PSE officials have told people in rural areas to expect power to be restored by 6 p.m. Tuesday. PSE spokesman Ray Lane said at the peak of the storm on Saturday about 235,000 PSE customers were without power.
Seattle City Light on Monday night estimated 600 customers remained without power, saying in a news release that officials expect storm-related outages to be restored by Tuesday afternoon. The bulk of customers without power are between Lake City and Lake Forest Park.
Saturday’s storm left almost a half-million customers in the region without power overall.
Rogers, the vegetation-management official, said PSE constantly deals with trees in its right of way, trimming them along 3,000 miles of line and fully taking down some 5,000 trees a year. She has 30 to 40 crews out cutting and trimming all year long, but with an estimated 27 million trees in the utility’s right of way, dealing with downed trees is a big part of the aftermath of a big storm.
The size of the storm also meant crews in the region are contending with hundreds of outages in a far-flung swath of destruction. “It is not very often that the entire region of the service area of 6,000 square miles has customers impacted by a quirky storm,” Lane said.

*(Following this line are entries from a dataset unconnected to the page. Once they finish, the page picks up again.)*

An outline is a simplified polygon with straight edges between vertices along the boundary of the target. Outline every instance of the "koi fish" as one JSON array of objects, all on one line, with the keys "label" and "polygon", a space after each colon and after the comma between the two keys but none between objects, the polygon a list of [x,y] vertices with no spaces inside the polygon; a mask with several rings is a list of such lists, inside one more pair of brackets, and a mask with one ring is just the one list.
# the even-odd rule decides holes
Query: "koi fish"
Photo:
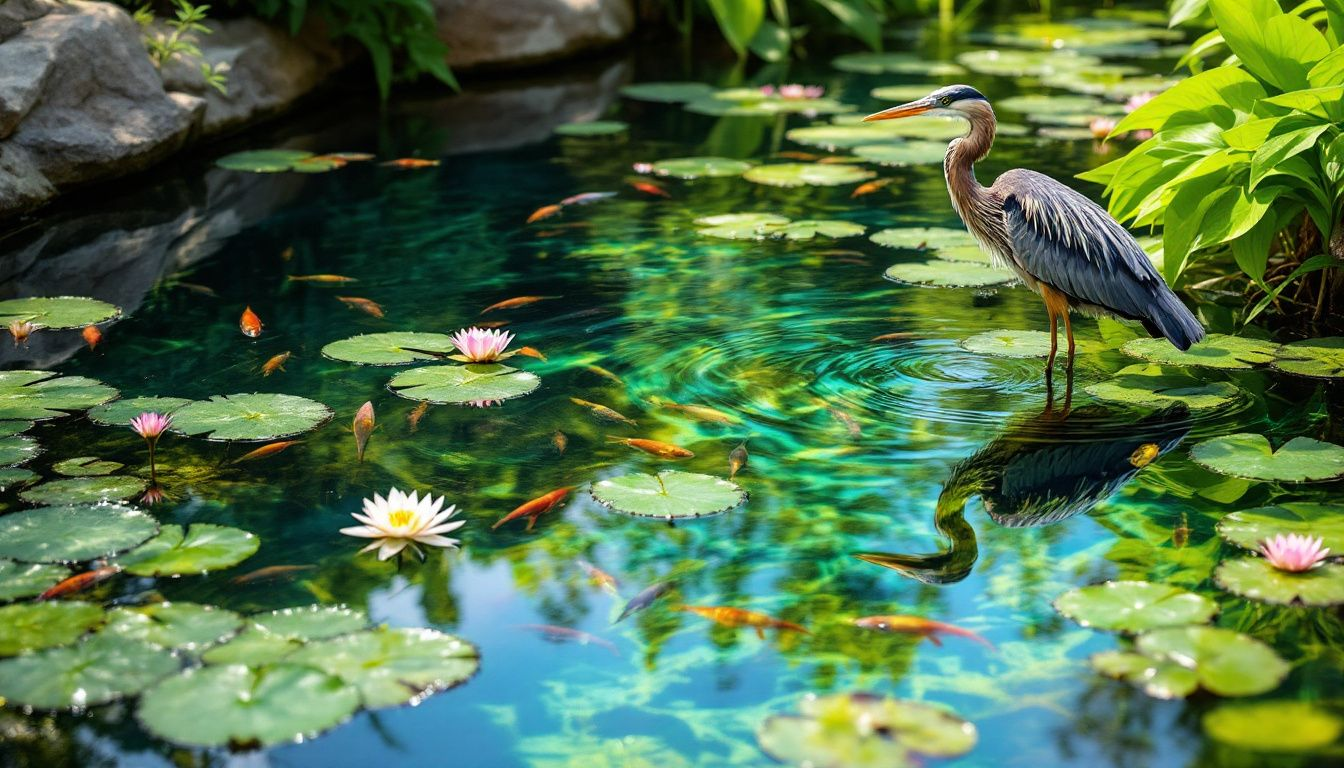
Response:
[{"label": "koi fish", "polygon": [[360,299],[359,296],[337,296],[336,299],[347,307],[352,307],[374,317],[383,317],[383,308],[376,301]]},{"label": "koi fish", "polygon": [[261,336],[261,317],[251,311],[251,307],[243,309],[243,316],[238,319],[238,330],[249,339]]},{"label": "koi fish", "polygon": [[762,640],[765,640],[766,629],[788,629],[790,632],[802,632],[804,635],[812,633],[806,627],[794,624],[793,621],[784,621],[781,619],[775,619],[774,616],[767,616],[758,611],[747,611],[745,608],[731,608],[728,605],[677,605],[676,611],[695,613],[696,616],[703,616],[715,624],[722,624],[732,629],[739,627],[751,627],[757,631],[757,638],[761,638]]},{"label": "koi fish", "polygon": [[276,355],[274,358],[266,360],[262,364],[262,367],[261,367],[261,374],[263,377],[269,377],[270,374],[273,374],[276,371],[285,370],[285,363],[289,362],[290,354],[292,352],[285,351],[285,352],[281,352],[281,354]]},{"label": "koi fish", "polygon": [[355,414],[355,421],[351,425],[351,432],[355,433],[355,453],[359,460],[364,460],[364,447],[368,445],[368,436],[374,433],[374,404],[372,401],[364,402],[359,406],[359,412]]},{"label": "koi fish", "polygon": [[661,440],[645,440],[642,437],[613,437],[607,436],[607,443],[620,443],[634,448],[636,451],[642,451],[659,459],[695,459],[695,453],[681,448],[680,445],[672,445],[671,443],[663,443]]},{"label": "koi fish", "polygon": [[942,640],[938,638],[939,633],[956,635],[958,638],[974,640],[976,643],[988,647],[991,651],[997,651],[993,643],[985,640],[970,629],[964,629],[956,624],[934,621],[933,619],[925,619],[922,616],[864,616],[862,619],[855,619],[853,625],[864,629],[876,629],[878,632],[919,635],[922,638],[927,638],[930,643],[938,647],[942,647]]},{"label": "koi fish", "polygon": [[75,592],[83,592],[90,589],[103,581],[108,581],[113,576],[121,573],[120,565],[108,565],[103,568],[95,568],[93,570],[86,570],[83,573],[77,573],[70,578],[62,581],[60,584],[47,589],[38,596],[38,600],[55,600],[56,597],[63,597],[66,594],[74,594]]},{"label": "koi fish", "polygon": [[570,491],[573,490],[574,488],[571,486],[566,486],[563,488],[556,488],[554,491],[543,494],[532,499],[531,502],[520,504],[516,510],[496,521],[495,525],[491,526],[491,530],[495,530],[509,521],[516,521],[523,516],[527,518],[527,530],[532,530],[532,526],[536,525],[536,518],[551,511],[551,508],[555,507],[555,504],[559,504],[564,496],[569,496]]},{"label": "koi fish", "polygon": [[629,424],[630,426],[638,426],[638,422],[634,421],[633,418],[629,418],[629,417],[626,417],[626,416],[624,416],[624,414],[621,414],[621,413],[618,413],[616,410],[612,410],[610,408],[607,408],[607,406],[605,406],[602,404],[589,402],[586,399],[579,399],[577,397],[571,397],[570,402],[573,402],[574,405],[582,405],[583,408],[591,410],[593,416],[597,416],[598,418],[605,418],[607,421],[620,421],[621,424]]}]

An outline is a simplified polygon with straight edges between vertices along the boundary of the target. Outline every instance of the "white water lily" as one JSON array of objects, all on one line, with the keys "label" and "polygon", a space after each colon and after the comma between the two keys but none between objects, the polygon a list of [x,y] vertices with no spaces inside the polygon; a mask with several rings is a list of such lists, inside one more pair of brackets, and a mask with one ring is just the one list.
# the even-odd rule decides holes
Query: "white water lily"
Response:
[{"label": "white water lily", "polygon": [[372,499],[364,499],[364,514],[352,515],[364,525],[341,529],[340,533],[375,539],[359,551],[376,549],[378,560],[387,560],[407,546],[419,554],[417,543],[456,547],[457,539],[442,535],[466,523],[466,521],[446,522],[456,514],[457,506],[444,508],[444,496],[434,499],[430,494],[425,494],[425,498],[417,498],[414,491],[407,495],[392,488],[386,499],[378,494],[374,494]]}]

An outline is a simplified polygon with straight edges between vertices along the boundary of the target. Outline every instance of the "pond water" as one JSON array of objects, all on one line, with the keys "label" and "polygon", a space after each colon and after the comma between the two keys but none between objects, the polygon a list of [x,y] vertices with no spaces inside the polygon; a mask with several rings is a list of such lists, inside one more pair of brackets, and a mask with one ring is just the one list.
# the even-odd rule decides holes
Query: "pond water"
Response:
[{"label": "pond water", "polygon": [[[950,59],[974,48],[925,54]],[[1171,56],[1106,61],[1140,74],[1172,65]],[[1051,402],[1042,359],[960,344],[985,331],[1044,330],[1035,295],[883,278],[894,264],[930,256],[868,235],[960,227],[937,161],[862,164],[891,183],[857,198],[857,183],[784,188],[738,176],[638,175],[634,164],[667,157],[824,156],[784,133],[827,117],[715,117],[617,97],[614,87],[632,77],[739,85],[728,82],[726,67],[700,63],[688,74],[656,51],[644,51],[633,66],[591,69],[573,85],[493,83],[484,95],[460,100],[405,95],[382,117],[337,102],[308,122],[253,132],[216,152],[288,141],[314,152],[434,157],[437,167],[351,163],[329,174],[263,176],[211,168],[212,155],[132,184],[130,203],[106,202],[117,213],[97,237],[87,234],[94,223],[74,226],[67,213],[50,230],[11,238],[11,256],[40,253],[56,265],[75,252],[108,254],[78,262],[108,276],[82,291],[50,281],[79,280],[54,268],[46,285],[24,278],[11,292],[82,292],[122,304],[126,316],[105,328],[94,351],[77,350],[77,331],[66,332],[70,343],[47,332],[27,350],[7,350],[9,367],[89,377],[126,398],[266,391],[335,412],[301,444],[241,464],[231,461],[259,444],[164,437],[159,480],[167,498],[146,507],[153,516],[251,531],[259,549],[206,576],[121,574],[78,599],[105,605],[167,599],[241,613],[343,604],[374,623],[457,635],[478,648],[481,663],[465,685],[418,706],[360,713],[261,757],[157,738],[137,724],[133,697],[79,713],[11,706],[0,713],[0,763],[763,765],[770,760],[755,730],[766,717],[794,712],[808,693],[848,691],[934,702],[972,721],[978,744],[949,761],[956,765],[1331,761],[1321,752],[1253,756],[1206,734],[1203,721],[1227,706],[1223,699],[1161,701],[1095,674],[1089,656],[1124,640],[1060,616],[1052,601],[1110,578],[1188,588],[1216,601],[1216,625],[1266,642],[1293,664],[1261,699],[1337,705],[1339,613],[1254,604],[1219,589],[1211,574],[1238,551],[1215,531],[1227,512],[1337,498],[1339,484],[1236,480],[1188,456],[1193,443],[1232,432],[1301,434],[1337,398],[1332,404],[1310,379],[1267,369],[1189,369],[1196,383],[1223,382],[1234,394],[1193,410],[1099,401],[1086,389],[1140,362],[1116,348],[1133,331],[1079,320],[1079,339],[1091,346],[1078,359],[1071,404],[1063,402],[1062,377]],[[746,85],[781,79],[767,73]],[[1066,93],[976,73],[841,71],[828,56],[793,65],[786,82],[823,85],[828,97],[867,113],[891,104],[870,95],[876,86],[939,81],[972,82],[992,100]],[[630,128],[548,137],[555,118],[547,116],[555,113]],[[1000,120],[1024,124],[1008,109]],[[1025,165],[1097,196],[1095,187],[1073,182],[1074,174],[1125,147],[1032,130],[1005,135],[980,176],[988,182]],[[632,180],[656,183],[667,196]],[[200,202],[214,199],[202,190],[228,184],[242,184],[230,203],[231,226],[192,230],[194,217],[218,223],[223,215]],[[524,225],[542,206],[598,191],[617,194]],[[175,208],[181,199],[196,207]],[[81,204],[87,211],[103,203]],[[801,241],[698,234],[696,218],[724,213],[841,219],[866,231]],[[58,235],[65,231],[58,225],[83,234]],[[146,231],[168,231],[175,245],[165,250]],[[204,234],[184,235],[191,231]],[[146,256],[145,264],[136,253],[169,256]],[[136,270],[144,277],[126,280]],[[320,273],[358,282],[288,280]],[[149,284],[141,293],[125,288]],[[337,296],[372,300],[384,316]],[[415,430],[407,418],[418,404],[387,387],[402,369],[355,366],[321,352],[356,334],[452,332],[519,296],[547,299],[484,319],[507,320],[515,346],[546,355],[508,363],[538,375],[540,387],[489,408],[431,406]],[[245,307],[265,324],[255,339],[238,331]],[[1202,317],[1212,330],[1232,331],[1230,312],[1216,304],[1203,305]],[[266,360],[284,352],[292,354],[285,369],[263,375]],[[638,424],[594,418],[573,398]],[[366,401],[378,429],[360,463],[348,425]],[[731,422],[698,420],[664,401],[707,406]],[[567,437],[563,452],[556,432]],[[146,469],[144,444],[129,429],[74,416],[30,434],[44,449],[30,468],[43,476],[73,456],[118,461],[128,467],[121,473],[133,476]],[[695,456],[664,460],[612,437],[665,441]],[[617,514],[590,498],[591,482],[630,472],[727,476],[728,455],[743,441],[750,461],[735,482],[750,499],[727,514],[669,525]],[[491,529],[523,502],[564,486],[575,491],[534,530],[521,522]],[[353,525],[349,515],[362,499],[391,487],[457,504],[466,521],[453,534],[461,550],[431,550],[423,562],[356,554],[362,542],[339,529]],[[4,503],[11,511],[28,506],[12,488]],[[614,576],[620,596],[594,584],[581,561]],[[270,566],[302,568],[255,576]],[[239,582],[245,574],[254,576]],[[628,599],[659,582],[675,584],[675,592],[613,623]],[[750,628],[673,611],[680,604],[759,611],[810,633],[769,629],[761,639]],[[938,646],[851,623],[871,615],[948,621],[993,650],[952,635]],[[575,642],[538,625],[599,640]]]}]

Clearing trees is slow work, he noted, requiring crews to first get into an area, often clearing debris to do so, then assessing damage and restoring service. Power is restored to large trunk lines first, with work continuing to areas of sparser service in turn. “We had some 440 individual outages, and some affect only one or two people, but we still have to get a crew in,” Lane said.
Connie McDougall said crews were also toiling with downed trees in Seattle City Light’s service area. “We had to fix more than 200 outages, and every one of those is not an easy fix,” McDougall said. “This was a very complicated, large outage. It’s a time-consuming, meticulous, complex job. The worst is behind us in terms of weather. Now it’s just a massive amount of work.”
Roberto Bonaccorso, spokesman for Seattle City Light, said the utility hadn’t been hit with such a destructive storm since the 2006 Hanukkah Eve blast.
“It’s trees, branches, leaves when you have 60-mph wind hitting a power line; it’s going to cause damage. It’s not for lack of planning, it’s just a huge event. Every utility that serves our area is struggling right now.”
Two people were killed in Saturday’s storm, including a 10-year-old girl.
While homes and businesses were in the dark on Saturday, the storm left emergency responders chasing one 911 call after the next.
“Our dispatchers figured they did on Saturday just over 800 emergency 911 calls,” said State Patrol spokesman Trooper Chris Webb. “Normally, I guess they have about 100; Saturdays tend to be pretty slow. We investigated 171 collisions from 5 Saturday morning to 5 p.m. Sunday evening. That’s just in King County.”
Seattle police handled 2,381 emergency 911 calls Saturday — almost 100 an hour, said spokesman Sgt. Sean Whitcomb. The department also responded to 90 traffic collisions, he said.